Also understand that for $3000-ish, you can purchase a 85-inch diagonal flat screen TV that can produce 100% white at 3000 nits, on screen (about 875 fL). I'm not sure what the price of the Epson model you mentioned is, but if it happens to be their $5000 laser projector... check the lumens... if it is below 2000 lumens, you really need to downgrade your screen size ambitions to around 8 feet wide at most. If it is 2000-2500 lumens, 9 feet might work, but UHD/HDR will be better on the 8-foot screen. And if the lumen spec is 3000-3500, you could get away with 10 feet but again, the 8-foot screen would be better because it would be brighter. It used to be we setup projection systems so 100% white was 12 to 20 fL. That was for standard dynamic range... all the way up to 1080p.

With the advent of UHD HDR content, the general thought is 100% white should now be 32 fL for projection. So the flat screen TV option gets you 885 fL for 100% white, while the projection system can MAYBE do 32 fL for the same measurement. Now, you never see a screen-full of 877 fL white unless somebody made a mistake... because that is WAY WAY too bright, uncomfortably, look-away-from-the-screen bright. The way UHD/HDR works on bright video displays is that almost the entire image is presented between 0% white and 50% white. But on the 875 fL TV, 50% white is set to perhaps 35-40 fL. That's where 100% white was set for 1080p or 720p content. All the remaining light available to the flat panel TV is used to expand the colors that the TV can reproduce. That 875 fL TV will display pretty near 100% of the larger color space defined by the DCI/P3/D65 standard currently used for UHD/HDR content. The projector that produces 32 fL will be setup so that what USED TO BE 100% white at 16 fL nominally and the remaining light capability the projector has from 16.1 FL to 32 fL is used to expand the range of colors the projector can reproduce. Note that the projector has only 16 extra fL to expand the color gamut while the flat screen TV in this example has 830 or so fL that can be used to expand the color gamut for UHD/HDR content. Guess which one looks best while reproducing UHD/HDR content. It is this limited luminance capability of projection that is KILLING PROJECTION. We are already seeing LED screens the size of cinema projection screens. In 10 years, I think at least 50% of the worlds theaters will have direct-view displays without projection. Even if there were projection light sources that could put 875 fL on a projection screen, it would not work because all the reflected light from the screen will bounce around and a lot of it will go back on the screen reducing contrast and clarity of images. So projection relies on the room not being too bright in order for projection to work. UHD/HDR works better the brighter the video display is. Fact of life. You cannot "make" projection as good as direct view displays for UHD/HDR content--it is simply not physically possible. Some of these new LED screens are snap-together modules and the final screen can have FAR MORE resolution than 3840x2160 (UHD) even if the source is no higher than 4K, the images on these so-called modular screens will be as good as or better than what people can achieve at home. 
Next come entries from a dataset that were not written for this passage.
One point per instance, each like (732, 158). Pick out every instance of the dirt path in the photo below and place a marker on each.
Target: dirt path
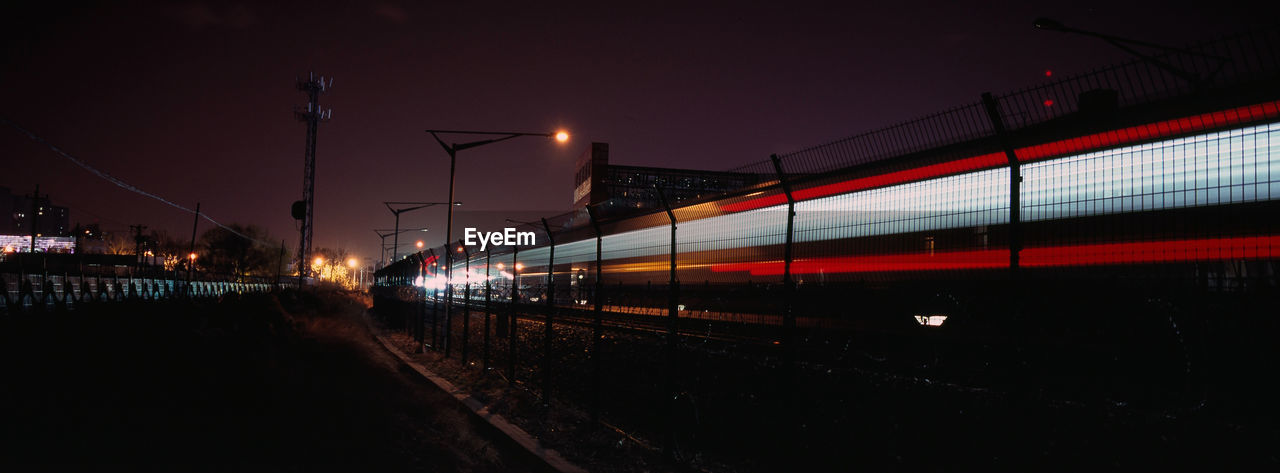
(259, 384)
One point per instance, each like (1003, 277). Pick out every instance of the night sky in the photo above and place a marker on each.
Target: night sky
(193, 100)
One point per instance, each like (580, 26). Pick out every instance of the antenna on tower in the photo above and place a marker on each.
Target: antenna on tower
(312, 87)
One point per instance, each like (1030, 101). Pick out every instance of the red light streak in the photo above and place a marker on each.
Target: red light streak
(1091, 142)
(1083, 255)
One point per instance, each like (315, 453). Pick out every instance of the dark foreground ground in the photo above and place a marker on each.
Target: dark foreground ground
(256, 384)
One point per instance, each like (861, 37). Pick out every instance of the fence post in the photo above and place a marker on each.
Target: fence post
(1015, 179)
(511, 313)
(789, 317)
(466, 301)
(549, 334)
(488, 308)
(672, 333)
(435, 302)
(597, 322)
(419, 307)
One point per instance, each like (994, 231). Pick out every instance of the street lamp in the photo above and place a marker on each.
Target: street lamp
(452, 148)
(384, 233)
(415, 206)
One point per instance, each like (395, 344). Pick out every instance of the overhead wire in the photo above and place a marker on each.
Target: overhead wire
(122, 183)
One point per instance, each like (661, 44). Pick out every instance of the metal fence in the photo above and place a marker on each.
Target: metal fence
(1123, 205)
(31, 284)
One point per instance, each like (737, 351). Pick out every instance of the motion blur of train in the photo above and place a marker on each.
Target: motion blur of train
(1114, 214)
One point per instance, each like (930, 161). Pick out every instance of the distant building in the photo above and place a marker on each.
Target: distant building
(17, 217)
(617, 189)
(53, 224)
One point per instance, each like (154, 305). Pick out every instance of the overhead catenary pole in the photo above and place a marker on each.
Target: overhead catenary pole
(35, 216)
(452, 150)
(191, 251)
(137, 244)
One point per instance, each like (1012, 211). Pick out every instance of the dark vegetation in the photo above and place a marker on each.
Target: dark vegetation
(1109, 390)
(259, 382)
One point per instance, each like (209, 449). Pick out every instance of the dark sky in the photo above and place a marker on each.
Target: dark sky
(193, 100)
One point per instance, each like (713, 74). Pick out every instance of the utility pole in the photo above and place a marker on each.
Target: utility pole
(312, 116)
(137, 244)
(191, 261)
(35, 216)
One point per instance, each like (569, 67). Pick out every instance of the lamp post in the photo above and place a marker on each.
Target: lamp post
(384, 233)
(452, 148)
(415, 206)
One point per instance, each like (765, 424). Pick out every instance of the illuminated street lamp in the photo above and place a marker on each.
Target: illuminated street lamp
(415, 206)
(452, 148)
(384, 233)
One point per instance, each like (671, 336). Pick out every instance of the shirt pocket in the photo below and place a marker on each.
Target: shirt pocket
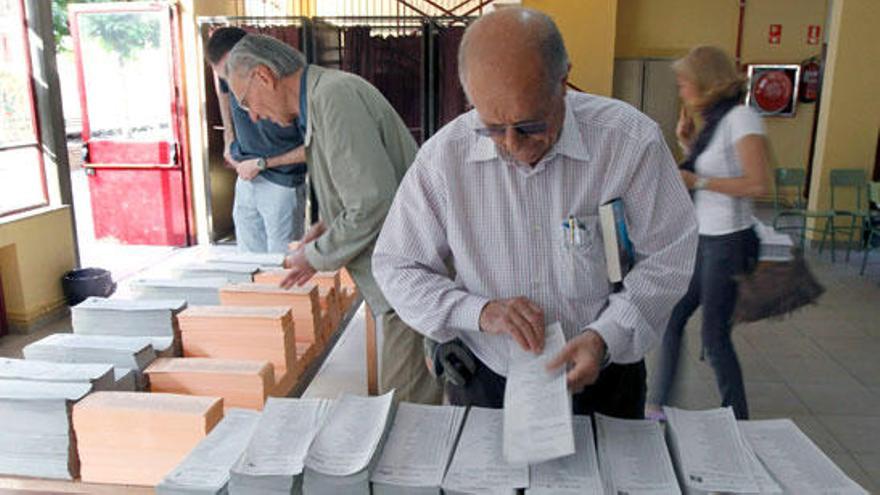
(581, 270)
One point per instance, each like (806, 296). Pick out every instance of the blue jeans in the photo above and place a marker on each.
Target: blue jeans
(719, 259)
(267, 216)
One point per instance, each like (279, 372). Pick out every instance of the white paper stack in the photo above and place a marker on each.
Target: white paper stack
(633, 457)
(134, 353)
(572, 475)
(709, 452)
(478, 465)
(99, 376)
(37, 438)
(232, 272)
(269, 260)
(794, 461)
(126, 380)
(418, 450)
(127, 318)
(273, 461)
(347, 446)
(537, 404)
(205, 471)
(196, 291)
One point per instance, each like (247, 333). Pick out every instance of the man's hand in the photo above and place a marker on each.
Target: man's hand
(519, 317)
(300, 269)
(315, 231)
(247, 169)
(585, 352)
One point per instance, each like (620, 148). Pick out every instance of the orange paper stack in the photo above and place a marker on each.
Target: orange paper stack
(240, 383)
(303, 302)
(241, 333)
(132, 438)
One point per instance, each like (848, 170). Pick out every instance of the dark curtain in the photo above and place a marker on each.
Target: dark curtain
(393, 64)
(452, 101)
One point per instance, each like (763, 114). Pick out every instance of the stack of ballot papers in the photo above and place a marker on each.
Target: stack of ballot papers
(126, 318)
(267, 260)
(478, 465)
(537, 405)
(303, 301)
(37, 439)
(193, 291)
(124, 353)
(711, 455)
(205, 471)
(241, 332)
(348, 445)
(232, 272)
(575, 474)
(418, 450)
(633, 457)
(99, 376)
(273, 461)
(794, 461)
(133, 438)
(240, 383)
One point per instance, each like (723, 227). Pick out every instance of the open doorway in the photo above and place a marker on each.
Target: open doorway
(124, 117)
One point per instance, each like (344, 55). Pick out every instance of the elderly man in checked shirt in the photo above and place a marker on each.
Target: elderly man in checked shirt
(491, 191)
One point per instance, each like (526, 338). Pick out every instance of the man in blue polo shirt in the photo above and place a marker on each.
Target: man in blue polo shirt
(270, 192)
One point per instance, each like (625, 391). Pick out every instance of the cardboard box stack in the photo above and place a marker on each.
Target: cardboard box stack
(133, 438)
(240, 383)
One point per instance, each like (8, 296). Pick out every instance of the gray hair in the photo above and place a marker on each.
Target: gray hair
(257, 49)
(546, 33)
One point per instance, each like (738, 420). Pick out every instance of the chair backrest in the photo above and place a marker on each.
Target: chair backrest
(789, 177)
(874, 193)
(850, 179)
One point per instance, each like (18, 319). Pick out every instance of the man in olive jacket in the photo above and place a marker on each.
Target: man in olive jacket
(358, 150)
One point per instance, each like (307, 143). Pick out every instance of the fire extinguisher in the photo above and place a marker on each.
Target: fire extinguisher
(810, 71)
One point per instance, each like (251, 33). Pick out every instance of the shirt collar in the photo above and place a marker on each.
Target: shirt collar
(571, 142)
(303, 119)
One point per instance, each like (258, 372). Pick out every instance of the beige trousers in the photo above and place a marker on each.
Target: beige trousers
(403, 365)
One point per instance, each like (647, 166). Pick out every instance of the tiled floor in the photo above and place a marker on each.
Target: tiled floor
(821, 367)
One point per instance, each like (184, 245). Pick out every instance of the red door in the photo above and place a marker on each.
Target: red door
(134, 138)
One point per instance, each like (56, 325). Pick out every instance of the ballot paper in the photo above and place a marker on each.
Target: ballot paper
(351, 434)
(478, 465)
(633, 457)
(419, 447)
(795, 461)
(709, 451)
(273, 460)
(537, 404)
(575, 474)
(206, 469)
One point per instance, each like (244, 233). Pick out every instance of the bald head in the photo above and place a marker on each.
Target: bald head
(513, 45)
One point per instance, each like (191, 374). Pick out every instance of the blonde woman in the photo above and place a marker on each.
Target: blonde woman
(726, 167)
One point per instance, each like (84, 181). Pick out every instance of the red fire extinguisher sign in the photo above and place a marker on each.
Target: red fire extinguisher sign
(813, 32)
(775, 36)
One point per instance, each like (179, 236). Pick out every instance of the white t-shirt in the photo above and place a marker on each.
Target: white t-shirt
(718, 213)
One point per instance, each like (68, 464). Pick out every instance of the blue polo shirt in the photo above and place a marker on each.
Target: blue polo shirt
(265, 139)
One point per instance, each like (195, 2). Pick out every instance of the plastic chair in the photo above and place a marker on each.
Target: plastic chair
(794, 178)
(853, 180)
(872, 222)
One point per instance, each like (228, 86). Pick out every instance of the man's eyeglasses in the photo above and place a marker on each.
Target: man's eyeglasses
(242, 101)
(522, 129)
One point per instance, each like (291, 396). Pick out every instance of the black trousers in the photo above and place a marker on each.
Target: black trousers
(619, 391)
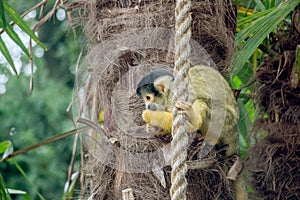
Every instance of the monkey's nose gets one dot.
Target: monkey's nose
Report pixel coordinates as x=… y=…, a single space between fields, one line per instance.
x=151 y=107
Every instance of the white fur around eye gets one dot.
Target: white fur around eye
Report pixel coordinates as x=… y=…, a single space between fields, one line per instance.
x=149 y=98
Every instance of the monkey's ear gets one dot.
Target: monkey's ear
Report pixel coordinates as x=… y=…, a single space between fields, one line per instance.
x=163 y=84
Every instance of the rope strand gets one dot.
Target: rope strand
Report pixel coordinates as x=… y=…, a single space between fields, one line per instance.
x=180 y=138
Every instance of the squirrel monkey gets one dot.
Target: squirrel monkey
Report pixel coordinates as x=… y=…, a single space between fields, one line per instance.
x=156 y=90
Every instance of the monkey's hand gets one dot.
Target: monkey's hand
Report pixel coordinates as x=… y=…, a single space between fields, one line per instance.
x=156 y=119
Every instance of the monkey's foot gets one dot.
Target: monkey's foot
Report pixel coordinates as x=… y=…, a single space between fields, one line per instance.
x=205 y=150
x=146 y=116
x=183 y=106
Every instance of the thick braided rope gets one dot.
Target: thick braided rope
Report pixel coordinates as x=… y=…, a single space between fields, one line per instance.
x=179 y=143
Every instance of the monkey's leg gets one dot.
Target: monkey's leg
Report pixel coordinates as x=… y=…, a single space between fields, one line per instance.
x=196 y=112
x=159 y=118
x=240 y=189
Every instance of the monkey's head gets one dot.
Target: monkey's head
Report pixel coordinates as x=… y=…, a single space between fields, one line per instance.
x=155 y=89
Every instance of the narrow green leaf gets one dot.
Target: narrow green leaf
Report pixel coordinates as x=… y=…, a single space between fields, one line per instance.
x=298 y=60
x=244 y=126
x=7 y=55
x=6 y=148
x=22 y=24
x=28 y=179
x=246 y=20
x=4 y=145
x=258 y=31
x=259 y=4
x=14 y=36
x=2 y=15
x=4 y=195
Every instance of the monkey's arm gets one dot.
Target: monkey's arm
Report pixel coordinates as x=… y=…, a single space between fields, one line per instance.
x=161 y=119
x=197 y=113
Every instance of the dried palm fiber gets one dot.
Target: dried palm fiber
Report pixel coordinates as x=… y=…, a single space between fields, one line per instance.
x=119 y=57
x=274 y=161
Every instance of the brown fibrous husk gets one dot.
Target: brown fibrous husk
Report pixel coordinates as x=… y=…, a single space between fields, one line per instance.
x=274 y=161
x=107 y=168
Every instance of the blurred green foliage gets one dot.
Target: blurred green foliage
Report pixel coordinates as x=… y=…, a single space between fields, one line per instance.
x=26 y=120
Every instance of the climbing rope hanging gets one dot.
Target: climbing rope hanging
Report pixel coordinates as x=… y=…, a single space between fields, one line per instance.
x=180 y=138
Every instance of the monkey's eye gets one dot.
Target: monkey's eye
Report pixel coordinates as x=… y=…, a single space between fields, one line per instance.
x=149 y=97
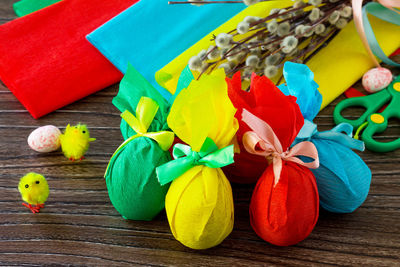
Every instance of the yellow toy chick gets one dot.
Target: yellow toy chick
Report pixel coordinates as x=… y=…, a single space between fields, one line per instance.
x=75 y=141
x=34 y=190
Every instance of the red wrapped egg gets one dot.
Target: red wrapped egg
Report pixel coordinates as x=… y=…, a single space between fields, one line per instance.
x=286 y=213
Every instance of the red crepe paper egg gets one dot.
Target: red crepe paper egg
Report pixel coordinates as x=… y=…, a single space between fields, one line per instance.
x=376 y=79
x=286 y=213
x=268 y=103
x=249 y=168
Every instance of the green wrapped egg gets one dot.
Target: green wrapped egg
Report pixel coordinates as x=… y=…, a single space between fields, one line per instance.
x=132 y=182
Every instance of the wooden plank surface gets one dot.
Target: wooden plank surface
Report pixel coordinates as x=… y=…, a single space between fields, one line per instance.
x=79 y=226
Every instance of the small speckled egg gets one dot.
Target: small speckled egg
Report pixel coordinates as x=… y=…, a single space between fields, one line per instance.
x=376 y=79
x=45 y=139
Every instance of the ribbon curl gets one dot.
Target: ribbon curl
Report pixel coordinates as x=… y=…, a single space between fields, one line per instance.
x=385 y=10
x=341 y=134
x=263 y=136
x=146 y=110
x=186 y=158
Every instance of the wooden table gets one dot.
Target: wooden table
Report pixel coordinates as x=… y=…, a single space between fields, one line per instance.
x=79 y=225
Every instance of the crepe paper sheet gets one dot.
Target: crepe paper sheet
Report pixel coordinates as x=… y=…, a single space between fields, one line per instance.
x=285 y=214
x=152 y=33
x=300 y=83
x=131 y=179
x=343 y=178
x=346 y=60
x=168 y=76
x=47 y=66
x=25 y=7
x=387 y=14
x=344 y=57
x=199 y=203
x=265 y=101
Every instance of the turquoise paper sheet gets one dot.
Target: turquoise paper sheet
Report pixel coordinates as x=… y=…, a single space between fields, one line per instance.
x=151 y=33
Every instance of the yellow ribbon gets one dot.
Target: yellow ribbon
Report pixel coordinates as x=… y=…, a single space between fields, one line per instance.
x=146 y=110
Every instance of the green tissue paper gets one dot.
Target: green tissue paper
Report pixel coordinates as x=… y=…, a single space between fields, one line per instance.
x=131 y=179
x=25 y=7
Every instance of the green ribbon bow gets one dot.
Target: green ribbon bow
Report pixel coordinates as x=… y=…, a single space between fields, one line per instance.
x=186 y=158
x=146 y=110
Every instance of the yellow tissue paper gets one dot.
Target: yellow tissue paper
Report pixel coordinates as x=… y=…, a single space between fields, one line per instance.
x=336 y=67
x=199 y=203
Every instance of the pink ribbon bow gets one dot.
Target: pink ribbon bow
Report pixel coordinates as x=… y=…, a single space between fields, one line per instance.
x=270 y=146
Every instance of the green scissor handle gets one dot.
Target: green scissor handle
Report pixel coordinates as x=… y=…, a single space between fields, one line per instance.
x=372 y=103
x=378 y=122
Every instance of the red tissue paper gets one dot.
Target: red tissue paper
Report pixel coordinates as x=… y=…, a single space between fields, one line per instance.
x=285 y=203
x=45 y=59
x=285 y=214
x=267 y=102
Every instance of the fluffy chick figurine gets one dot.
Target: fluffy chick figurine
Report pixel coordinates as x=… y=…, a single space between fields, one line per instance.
x=34 y=190
x=75 y=141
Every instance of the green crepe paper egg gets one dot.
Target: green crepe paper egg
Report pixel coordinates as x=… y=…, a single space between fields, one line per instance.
x=132 y=182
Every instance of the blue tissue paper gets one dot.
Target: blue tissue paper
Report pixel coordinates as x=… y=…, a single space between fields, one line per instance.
x=300 y=83
x=151 y=33
x=343 y=178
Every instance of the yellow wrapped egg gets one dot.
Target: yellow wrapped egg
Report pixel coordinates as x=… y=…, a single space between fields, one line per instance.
x=199 y=203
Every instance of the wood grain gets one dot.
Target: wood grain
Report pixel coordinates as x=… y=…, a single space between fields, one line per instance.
x=79 y=226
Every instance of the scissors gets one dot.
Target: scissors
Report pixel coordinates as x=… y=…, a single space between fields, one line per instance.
x=373 y=121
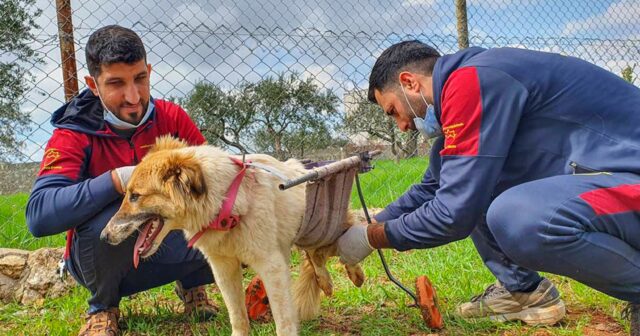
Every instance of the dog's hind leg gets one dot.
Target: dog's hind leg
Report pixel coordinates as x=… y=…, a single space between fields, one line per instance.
x=355 y=273
x=274 y=272
x=228 y=274
x=318 y=259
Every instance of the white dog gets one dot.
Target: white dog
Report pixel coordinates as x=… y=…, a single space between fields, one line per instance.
x=176 y=187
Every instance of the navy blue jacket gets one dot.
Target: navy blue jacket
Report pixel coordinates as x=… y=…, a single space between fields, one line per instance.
x=74 y=184
x=511 y=116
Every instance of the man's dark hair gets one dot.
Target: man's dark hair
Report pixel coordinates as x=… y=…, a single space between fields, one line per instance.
x=412 y=56
x=113 y=44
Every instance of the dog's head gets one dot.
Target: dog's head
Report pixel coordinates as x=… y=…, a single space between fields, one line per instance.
x=163 y=187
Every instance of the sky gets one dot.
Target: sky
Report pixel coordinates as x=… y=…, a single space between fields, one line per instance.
x=334 y=42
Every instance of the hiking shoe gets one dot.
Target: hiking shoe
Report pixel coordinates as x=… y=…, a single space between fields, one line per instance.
x=632 y=312
x=539 y=307
x=102 y=323
x=196 y=302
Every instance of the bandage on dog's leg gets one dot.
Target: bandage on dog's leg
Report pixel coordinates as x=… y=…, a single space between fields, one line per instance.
x=257 y=301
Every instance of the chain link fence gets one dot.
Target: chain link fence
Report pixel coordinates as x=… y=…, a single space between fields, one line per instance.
x=224 y=60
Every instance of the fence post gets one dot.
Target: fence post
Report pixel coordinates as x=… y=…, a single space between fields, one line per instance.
x=67 y=49
x=463 y=30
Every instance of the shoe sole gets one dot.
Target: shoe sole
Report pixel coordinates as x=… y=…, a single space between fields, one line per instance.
x=535 y=316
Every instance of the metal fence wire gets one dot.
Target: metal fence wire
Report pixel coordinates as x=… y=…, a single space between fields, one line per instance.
x=228 y=60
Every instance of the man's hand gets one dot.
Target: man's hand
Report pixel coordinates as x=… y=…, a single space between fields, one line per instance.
x=120 y=177
x=353 y=245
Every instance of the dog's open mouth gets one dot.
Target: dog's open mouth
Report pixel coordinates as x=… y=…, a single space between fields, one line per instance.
x=144 y=243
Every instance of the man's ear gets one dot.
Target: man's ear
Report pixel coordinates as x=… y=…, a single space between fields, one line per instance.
x=183 y=174
x=91 y=83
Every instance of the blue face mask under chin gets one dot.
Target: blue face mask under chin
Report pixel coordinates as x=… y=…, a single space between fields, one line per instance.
x=114 y=121
x=427 y=126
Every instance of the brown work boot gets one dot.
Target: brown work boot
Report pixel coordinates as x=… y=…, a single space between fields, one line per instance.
x=196 y=302
x=102 y=323
x=542 y=306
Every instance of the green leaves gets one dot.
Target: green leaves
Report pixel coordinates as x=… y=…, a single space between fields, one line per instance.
x=16 y=24
x=283 y=116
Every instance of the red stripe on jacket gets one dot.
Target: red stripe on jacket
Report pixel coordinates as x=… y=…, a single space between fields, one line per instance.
x=461 y=113
x=608 y=201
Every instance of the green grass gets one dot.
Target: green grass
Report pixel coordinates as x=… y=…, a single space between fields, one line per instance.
x=13 y=227
x=378 y=308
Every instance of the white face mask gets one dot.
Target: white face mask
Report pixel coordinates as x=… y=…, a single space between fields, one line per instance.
x=114 y=121
x=429 y=128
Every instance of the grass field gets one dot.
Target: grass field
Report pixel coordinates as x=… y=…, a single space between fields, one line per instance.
x=378 y=308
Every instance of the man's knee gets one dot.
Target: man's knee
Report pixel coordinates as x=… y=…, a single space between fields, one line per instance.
x=517 y=223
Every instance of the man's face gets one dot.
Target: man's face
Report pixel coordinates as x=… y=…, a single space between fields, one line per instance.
x=124 y=89
x=394 y=105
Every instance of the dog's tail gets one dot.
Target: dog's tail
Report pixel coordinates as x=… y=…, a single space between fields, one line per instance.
x=306 y=292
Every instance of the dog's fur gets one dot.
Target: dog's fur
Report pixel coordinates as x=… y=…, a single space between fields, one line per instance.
x=183 y=187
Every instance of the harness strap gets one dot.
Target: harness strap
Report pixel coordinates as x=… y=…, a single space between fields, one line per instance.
x=67 y=246
x=225 y=220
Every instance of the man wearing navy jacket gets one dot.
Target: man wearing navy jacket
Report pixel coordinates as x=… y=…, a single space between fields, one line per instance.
x=100 y=136
x=536 y=157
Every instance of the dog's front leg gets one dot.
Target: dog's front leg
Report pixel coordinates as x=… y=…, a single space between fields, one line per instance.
x=228 y=274
x=276 y=276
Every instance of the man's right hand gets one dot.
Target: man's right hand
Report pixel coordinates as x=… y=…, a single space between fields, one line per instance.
x=120 y=177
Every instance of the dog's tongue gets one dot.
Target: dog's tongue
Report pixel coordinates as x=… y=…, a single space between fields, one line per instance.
x=139 y=242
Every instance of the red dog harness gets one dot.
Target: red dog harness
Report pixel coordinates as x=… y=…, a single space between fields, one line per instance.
x=225 y=220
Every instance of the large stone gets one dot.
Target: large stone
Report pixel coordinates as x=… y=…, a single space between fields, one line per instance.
x=31 y=277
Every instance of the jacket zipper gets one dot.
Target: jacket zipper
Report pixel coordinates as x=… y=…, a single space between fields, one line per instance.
x=133 y=149
x=580 y=169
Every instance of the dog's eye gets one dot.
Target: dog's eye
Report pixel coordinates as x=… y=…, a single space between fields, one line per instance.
x=133 y=197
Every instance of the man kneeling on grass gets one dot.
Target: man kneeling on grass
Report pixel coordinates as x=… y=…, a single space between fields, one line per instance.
x=100 y=136
x=536 y=157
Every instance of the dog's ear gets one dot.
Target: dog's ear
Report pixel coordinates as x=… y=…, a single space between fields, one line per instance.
x=167 y=142
x=184 y=174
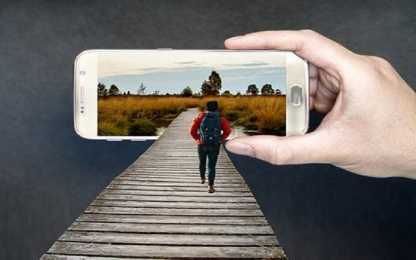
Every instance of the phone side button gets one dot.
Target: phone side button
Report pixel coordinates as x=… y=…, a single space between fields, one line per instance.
x=82 y=94
x=296 y=95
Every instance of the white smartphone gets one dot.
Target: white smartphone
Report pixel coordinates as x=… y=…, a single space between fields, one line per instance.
x=135 y=94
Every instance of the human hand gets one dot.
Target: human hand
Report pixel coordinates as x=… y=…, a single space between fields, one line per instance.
x=370 y=112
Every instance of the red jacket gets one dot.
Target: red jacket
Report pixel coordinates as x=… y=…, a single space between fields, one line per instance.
x=225 y=127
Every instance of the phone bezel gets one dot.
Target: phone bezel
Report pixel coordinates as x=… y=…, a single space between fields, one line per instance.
x=85 y=124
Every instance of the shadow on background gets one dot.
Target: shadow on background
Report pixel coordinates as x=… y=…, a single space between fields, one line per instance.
x=49 y=175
Lots to think about here--no matter WHAT anybody else says, what I laid out here is pretty much the reality of the situation. I'm an optical systems engineer for 34 years and professional home theater product reviewer since 1995, and I calibrated home theater systems for 5 years. I review multiple projectors and flat-screen TVs every year and the demise of projection has been coming since 2015 or so. The cost of the cinema-size direct view screens is still a bit challenging. But like everything else, the cost of the tech gets lower every year. At some point, the cost of direct view LED screens will become manageable for theaters to install in in all auditoriums at multi-plexes. Movie theaters have a hard time now because enthusiasts own large TVs that produce better images than theaters can currently produce. Theaters don't like that... one of their "draws" is that they give you a viewing experience you can't have at home but if your $2500 home TV produces better looking movies... why pay $20 to see it in a theater unless just being with a human audience is worth that cost to you.

I'm reviewing a $25,000 projector right now. Setup a 75-inch flat screen next to it, and play the same content on both screens and the projection setup (oh, this 75-inch TV on hand was only $1800 full retail. The projected image is BIGGER (on an 8-foot wide screen). But the COLOR and vibrancy and clarity of the images was better on the 75-inch TV and if I move the 75-inch TV close enough to have a 45 degree viewing angle, just like the projection screen, the images on the 75-inch TV appear to be the same size as they are on the movie screen... sitting closer to make the images appear larger is just as visually enveloping as viewing a larger screen from a farther distance.


----------



## freud16g (Jan 13, 2022)

Here is a calculator that I used years ago. I was not the author but it may be helpful to you and fun to play around with. Check it out here: Home Theater Calculator: Viewing Distance, Screen Size – Carlton Bale .com
Jay


----------